# BRAWL (video game photo project)



## Felicia Mertallis (Oct 29, 2009)

so this isn't really furry related but seeing as starfox and sonic are involved i thought it would be a hit.

so this awesome photographer named greg de stefano did an awesome photo shoot of what the characters from super smash brothers would look like in real life.
its two parts cosplay, and one part surrealism.
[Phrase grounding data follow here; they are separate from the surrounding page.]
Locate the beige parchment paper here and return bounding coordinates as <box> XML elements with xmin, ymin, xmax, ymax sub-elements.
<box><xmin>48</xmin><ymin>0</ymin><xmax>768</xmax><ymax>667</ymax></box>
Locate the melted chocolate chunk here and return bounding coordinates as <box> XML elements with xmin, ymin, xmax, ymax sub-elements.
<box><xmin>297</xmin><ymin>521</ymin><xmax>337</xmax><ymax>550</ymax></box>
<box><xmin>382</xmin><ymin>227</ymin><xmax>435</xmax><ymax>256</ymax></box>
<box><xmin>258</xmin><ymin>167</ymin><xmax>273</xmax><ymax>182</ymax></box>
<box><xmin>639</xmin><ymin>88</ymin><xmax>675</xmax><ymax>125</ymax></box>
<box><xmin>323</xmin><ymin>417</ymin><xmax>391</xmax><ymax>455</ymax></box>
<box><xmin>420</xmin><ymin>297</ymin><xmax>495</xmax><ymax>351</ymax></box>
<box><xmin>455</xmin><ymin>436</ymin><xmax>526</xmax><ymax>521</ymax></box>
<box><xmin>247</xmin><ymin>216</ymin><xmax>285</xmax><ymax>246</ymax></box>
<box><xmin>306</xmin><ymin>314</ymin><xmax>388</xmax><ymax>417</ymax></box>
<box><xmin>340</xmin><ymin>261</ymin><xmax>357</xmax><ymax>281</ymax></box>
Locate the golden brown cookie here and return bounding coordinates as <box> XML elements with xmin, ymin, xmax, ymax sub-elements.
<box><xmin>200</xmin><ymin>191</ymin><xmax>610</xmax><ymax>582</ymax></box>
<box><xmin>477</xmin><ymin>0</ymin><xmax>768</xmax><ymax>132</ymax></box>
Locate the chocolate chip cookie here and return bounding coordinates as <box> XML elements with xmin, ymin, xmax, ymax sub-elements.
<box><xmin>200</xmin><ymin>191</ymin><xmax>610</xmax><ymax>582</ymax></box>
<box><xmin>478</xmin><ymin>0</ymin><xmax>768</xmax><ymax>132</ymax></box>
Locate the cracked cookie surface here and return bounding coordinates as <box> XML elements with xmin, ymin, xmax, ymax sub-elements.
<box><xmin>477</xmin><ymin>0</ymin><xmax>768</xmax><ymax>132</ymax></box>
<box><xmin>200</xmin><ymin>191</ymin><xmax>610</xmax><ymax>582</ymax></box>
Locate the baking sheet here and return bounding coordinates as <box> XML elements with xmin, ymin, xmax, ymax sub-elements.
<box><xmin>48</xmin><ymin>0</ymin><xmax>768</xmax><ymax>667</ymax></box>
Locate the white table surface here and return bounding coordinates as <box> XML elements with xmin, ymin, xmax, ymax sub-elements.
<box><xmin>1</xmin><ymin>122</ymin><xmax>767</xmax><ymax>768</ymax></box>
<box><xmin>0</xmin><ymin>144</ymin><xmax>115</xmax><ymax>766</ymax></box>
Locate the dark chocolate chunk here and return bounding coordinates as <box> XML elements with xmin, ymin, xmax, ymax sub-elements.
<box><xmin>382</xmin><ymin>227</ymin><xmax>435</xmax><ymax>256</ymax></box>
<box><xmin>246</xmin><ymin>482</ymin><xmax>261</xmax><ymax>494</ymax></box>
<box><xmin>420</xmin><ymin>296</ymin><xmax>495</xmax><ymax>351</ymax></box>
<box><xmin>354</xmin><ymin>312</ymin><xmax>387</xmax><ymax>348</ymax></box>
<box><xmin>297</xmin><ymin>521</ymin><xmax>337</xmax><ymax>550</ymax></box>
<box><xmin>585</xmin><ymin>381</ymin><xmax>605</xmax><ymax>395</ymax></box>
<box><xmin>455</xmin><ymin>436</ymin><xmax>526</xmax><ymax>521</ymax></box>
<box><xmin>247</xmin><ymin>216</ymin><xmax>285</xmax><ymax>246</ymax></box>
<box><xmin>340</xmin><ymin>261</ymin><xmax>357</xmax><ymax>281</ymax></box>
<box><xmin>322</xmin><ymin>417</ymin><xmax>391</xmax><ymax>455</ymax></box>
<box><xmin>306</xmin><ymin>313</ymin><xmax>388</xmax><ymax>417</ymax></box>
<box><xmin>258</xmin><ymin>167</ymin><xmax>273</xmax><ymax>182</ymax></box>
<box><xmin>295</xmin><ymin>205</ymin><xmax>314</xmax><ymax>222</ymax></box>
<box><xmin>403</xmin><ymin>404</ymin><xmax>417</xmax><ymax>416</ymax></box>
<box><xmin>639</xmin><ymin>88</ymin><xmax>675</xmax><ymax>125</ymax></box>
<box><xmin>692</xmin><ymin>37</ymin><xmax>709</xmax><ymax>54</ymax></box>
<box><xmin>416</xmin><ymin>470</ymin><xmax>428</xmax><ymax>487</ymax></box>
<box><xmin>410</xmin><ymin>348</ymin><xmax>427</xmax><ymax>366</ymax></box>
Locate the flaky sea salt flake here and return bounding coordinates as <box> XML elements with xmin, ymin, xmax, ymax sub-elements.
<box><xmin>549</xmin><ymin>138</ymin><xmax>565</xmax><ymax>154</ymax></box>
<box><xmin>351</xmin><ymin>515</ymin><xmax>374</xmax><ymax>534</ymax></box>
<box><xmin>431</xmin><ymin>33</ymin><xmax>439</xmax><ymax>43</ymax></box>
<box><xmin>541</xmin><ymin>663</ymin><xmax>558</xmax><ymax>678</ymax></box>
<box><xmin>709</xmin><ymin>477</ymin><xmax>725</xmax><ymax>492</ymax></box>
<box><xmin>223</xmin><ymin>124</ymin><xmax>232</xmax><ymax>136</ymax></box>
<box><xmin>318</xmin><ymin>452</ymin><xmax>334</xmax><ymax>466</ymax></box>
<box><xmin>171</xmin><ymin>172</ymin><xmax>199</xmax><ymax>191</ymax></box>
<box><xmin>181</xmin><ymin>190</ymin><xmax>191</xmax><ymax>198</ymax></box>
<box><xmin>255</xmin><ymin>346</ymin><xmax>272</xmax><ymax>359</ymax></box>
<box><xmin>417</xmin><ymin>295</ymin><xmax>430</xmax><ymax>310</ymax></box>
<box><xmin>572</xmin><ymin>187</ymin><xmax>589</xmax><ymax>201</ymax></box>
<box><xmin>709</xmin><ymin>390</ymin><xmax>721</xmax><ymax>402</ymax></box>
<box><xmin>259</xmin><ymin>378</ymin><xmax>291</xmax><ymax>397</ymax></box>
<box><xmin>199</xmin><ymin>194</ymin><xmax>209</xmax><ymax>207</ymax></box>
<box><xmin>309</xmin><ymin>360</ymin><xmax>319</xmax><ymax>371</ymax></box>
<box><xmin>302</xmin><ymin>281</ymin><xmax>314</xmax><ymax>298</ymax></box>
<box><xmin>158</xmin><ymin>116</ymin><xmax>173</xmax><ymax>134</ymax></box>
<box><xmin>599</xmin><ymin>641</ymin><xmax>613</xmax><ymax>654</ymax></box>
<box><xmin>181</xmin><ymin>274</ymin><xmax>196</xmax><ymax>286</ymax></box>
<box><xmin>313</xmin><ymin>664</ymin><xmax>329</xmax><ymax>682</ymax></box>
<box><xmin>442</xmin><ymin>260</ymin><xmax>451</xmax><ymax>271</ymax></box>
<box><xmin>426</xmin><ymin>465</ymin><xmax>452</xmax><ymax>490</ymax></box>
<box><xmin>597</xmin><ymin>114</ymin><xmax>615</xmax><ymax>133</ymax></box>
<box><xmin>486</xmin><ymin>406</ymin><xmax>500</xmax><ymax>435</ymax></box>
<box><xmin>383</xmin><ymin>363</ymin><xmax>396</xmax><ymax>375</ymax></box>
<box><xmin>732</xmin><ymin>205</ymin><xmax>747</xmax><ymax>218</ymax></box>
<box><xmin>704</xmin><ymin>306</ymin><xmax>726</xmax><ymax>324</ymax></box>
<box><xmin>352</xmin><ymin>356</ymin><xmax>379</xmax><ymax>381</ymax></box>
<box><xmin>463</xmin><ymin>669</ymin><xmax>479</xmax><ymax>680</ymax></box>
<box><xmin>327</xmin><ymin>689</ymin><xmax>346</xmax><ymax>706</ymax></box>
take a look, its pretty awesome:

http://gregdestefano.com/brawl/


----------



## Kit H. Ruppell (Oct 30, 2009)

I like Samus. Very hot.


----------



## Jelly (Oct 30, 2009)

Well.









Donkey Kong.


----------



## Duality Jack (Oct 30, 2009)

Kit H. Ruppell said:


> I like Samus. Very hot.


This.... I HOPE THAT JUMPSUIT IS TEMPORARY ;D


----------



## CaptainCool (Oct 30, 2009)

those are great^^
i like wario, he looks just as mad and evil and simply flat out WRONG as id imagine him XD
and DK is just freaky...



Kit H. Ruppell said:


> I like Samus. Very hot.



i couldnt agree more


----------



## Sinjo (Oct 30, 2009)

FALCON PAWNCH


----------



## pheonix (Oct 30, 2009)

Link looks like a heroine addict and Luigi looks cracked out. Pit looks uncomfortably gay.


----------



## Imperial Impact (Oct 30, 2009)

Rofl @ Falco

Oh god, Is Link a coke head?

GG.


----------



## Hir (Oct 30, 2009)

Felicia Mertallis said:


> so this isn't really furry relatedhttp://gregdestefano.com/brawl/


omg why would you post it EVERYTHING HERE MUST BE FUUURRRRYYYYR  GRREG RG GHT DYNRSGNF


----------



## Neighboursfiends (Oct 30, 2009)

mario look good like the real mario


----------